[水]ドクトル・ルチャの19○○ぼやき旅

[2.06]もう一つの誕生日

 日曜日のトークショーはお陰様で盛大。久しぶりに3時間喋ったので、さすがに疲れたかな。いや、病み上がりで体力が落ちていたからかもしれない。

 昨日、入院していた病院の医師から電話で連絡があったが、私は不在だった。内容は「清水さんの病気について学会で発表したいのですが、ご本人の許可をいただきたくて…」というものだった。本日が通院日なので、その先生と直接お話することになる。やっぱり、私のかかった病気は他にあまり症例のない奇病(?)だったようだ。まあ、世間様のお役に立つのならば、学会でもなんでも出して、どんどん研究材料にしていただきたいと思う。ともあれ、私自身は九死に一生を得て、また、みなさんとお会いできて良かった…ですよ。
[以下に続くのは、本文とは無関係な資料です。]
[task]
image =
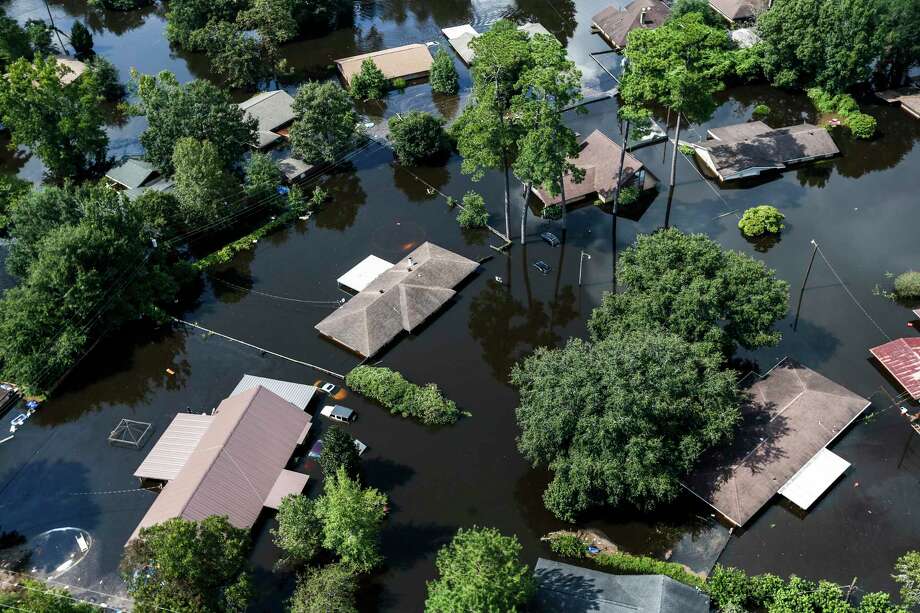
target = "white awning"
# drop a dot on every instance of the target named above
(173, 449)
(288, 482)
(366, 271)
(813, 479)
※40年前に佐山さんが撮影してくれた写真の前で、実物の同じベルトで同じポーズ。

 今回のトークショーでは40年前の渡米・渡墨の話をさせてもらった。メキシコの話がまだ到着して1週間ぐらいしかしていないところで、タイムアップになってしまう(やっぱり…)。必要ならば、その続き、次にやってもいい。マスカラスの自宅にドス・カラスと一緒に行った時の話やソリタリオとベラクルスやポサリカを旅した話、ウラカン・ラミレスとモンテレイに行った話、マスカラスの姪と恋に落ちた話など、残りの3週間滞在していたネタがいっぱいあるしね。『ビバ・ラ・ルチャ』も次回でちょうど40回目だから、また40年前の話をしますか…。そこに何かをプラスアルファーしてお届けしようかと、現時点では、そう思っています。次回開催はゴールデンウィークの5月4日(土曜日=みどりの日)の昼に新宿ネイキッドロフトで決定(その時は新元号なんだね)。
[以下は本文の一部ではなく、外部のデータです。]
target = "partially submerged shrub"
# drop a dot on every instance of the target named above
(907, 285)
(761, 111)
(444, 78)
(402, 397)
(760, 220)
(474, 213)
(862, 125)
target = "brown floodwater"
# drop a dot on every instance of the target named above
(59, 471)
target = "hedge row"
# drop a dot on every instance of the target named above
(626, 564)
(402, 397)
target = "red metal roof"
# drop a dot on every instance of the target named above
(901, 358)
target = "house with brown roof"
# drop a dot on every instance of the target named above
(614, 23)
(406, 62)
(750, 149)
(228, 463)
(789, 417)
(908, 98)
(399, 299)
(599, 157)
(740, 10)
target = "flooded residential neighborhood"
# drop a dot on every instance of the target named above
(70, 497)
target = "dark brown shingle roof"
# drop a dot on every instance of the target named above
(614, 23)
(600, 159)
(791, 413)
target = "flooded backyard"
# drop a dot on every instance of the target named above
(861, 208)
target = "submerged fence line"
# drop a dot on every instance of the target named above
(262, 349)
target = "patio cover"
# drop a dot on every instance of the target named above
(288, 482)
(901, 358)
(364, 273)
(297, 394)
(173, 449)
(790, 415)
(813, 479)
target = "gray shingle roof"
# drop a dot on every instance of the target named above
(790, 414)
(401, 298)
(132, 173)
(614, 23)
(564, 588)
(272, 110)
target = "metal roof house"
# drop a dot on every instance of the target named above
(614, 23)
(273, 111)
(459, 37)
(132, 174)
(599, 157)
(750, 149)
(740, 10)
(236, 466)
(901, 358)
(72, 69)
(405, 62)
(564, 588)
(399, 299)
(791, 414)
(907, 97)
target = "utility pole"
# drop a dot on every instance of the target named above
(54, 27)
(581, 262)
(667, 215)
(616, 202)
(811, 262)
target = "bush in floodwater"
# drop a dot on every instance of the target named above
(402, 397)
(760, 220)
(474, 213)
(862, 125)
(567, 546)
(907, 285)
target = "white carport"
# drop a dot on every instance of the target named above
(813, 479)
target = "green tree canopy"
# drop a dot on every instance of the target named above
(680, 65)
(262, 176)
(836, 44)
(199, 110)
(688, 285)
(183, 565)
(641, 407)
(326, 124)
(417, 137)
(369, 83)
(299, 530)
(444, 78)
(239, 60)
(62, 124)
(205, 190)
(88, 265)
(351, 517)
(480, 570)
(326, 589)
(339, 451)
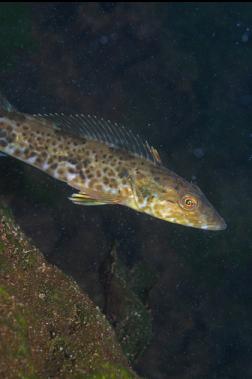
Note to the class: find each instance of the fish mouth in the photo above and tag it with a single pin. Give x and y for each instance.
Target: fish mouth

 今回話した範囲でも、話し足りないことはいっぱいあった。あの1979年の当時、突然、日本人記者がやって来て控室やリングサイドで写真を撮り出したから、「えっ、誰?」って選手やファンは驚いたことだろう。よく選手たち訊ねられたのが「いつメキシコに来たんだ」「で、いつ帰るんだ」。1979年の時は漠然と「帰るのは1ヵ月後」と答えていた。「えっ、1ヵ月も!」。そんなに長く居座っている取材に来たハポネスなんて、これまでいなかったからだ。それ以前に日本人カメラマンはメヒコに来ても、会話もなく、さめた雰囲気で直ぐに去っていってしまう…それが定番だったようだ。
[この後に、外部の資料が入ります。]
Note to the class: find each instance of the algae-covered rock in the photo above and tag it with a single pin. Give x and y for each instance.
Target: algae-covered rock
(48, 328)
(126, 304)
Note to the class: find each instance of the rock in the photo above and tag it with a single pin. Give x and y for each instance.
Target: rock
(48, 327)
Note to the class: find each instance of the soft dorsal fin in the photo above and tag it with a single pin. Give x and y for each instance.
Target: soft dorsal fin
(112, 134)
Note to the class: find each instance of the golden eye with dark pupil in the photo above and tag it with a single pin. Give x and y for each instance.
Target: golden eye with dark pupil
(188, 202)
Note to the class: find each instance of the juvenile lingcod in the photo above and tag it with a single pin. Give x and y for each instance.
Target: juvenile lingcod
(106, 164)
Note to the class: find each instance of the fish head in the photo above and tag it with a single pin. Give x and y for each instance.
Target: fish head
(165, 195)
 でも、好奇心旺盛なオリエンタル異人の私は、自分の方から積極的に溶け込もうとする努力をした(フリーアではなく、カリエンテな感じで…)。それが逆に彼らにとって珍しかったようだ。「ミル・マスカラスか、浜田の取材か?」、「いや、メキシコならなんでも」。すると自然に「で、明日は何処に行くんだ?」「メシを食おう。ウチ来る?」となる。だから自分では未開のジャングルにやってきた冒険者気分だったけど、彼らにとって私は、最初から奇異なゲストだったみたいだ。

 私が多くのエストレージャたちに愛された理由は、それだけではない。本日(2月6日)。40年前の今日は、私が「初めてエル・トレオに行った(記念)日」である。その控室でエル・ソリタリオに「TSUTOMU? う〜ん、今日からお前の名前はTOMASだ」と命名された日で、孤狼仮面との深い親交は40年前の今日から始まったわけだ。つまり本日は「TOMAS SHIMIZU」の誕生日なのです。自分で言うのは何だけど、その名はトップのルチャドールで知らない者はいないというほど、メキシコマットに浸透した。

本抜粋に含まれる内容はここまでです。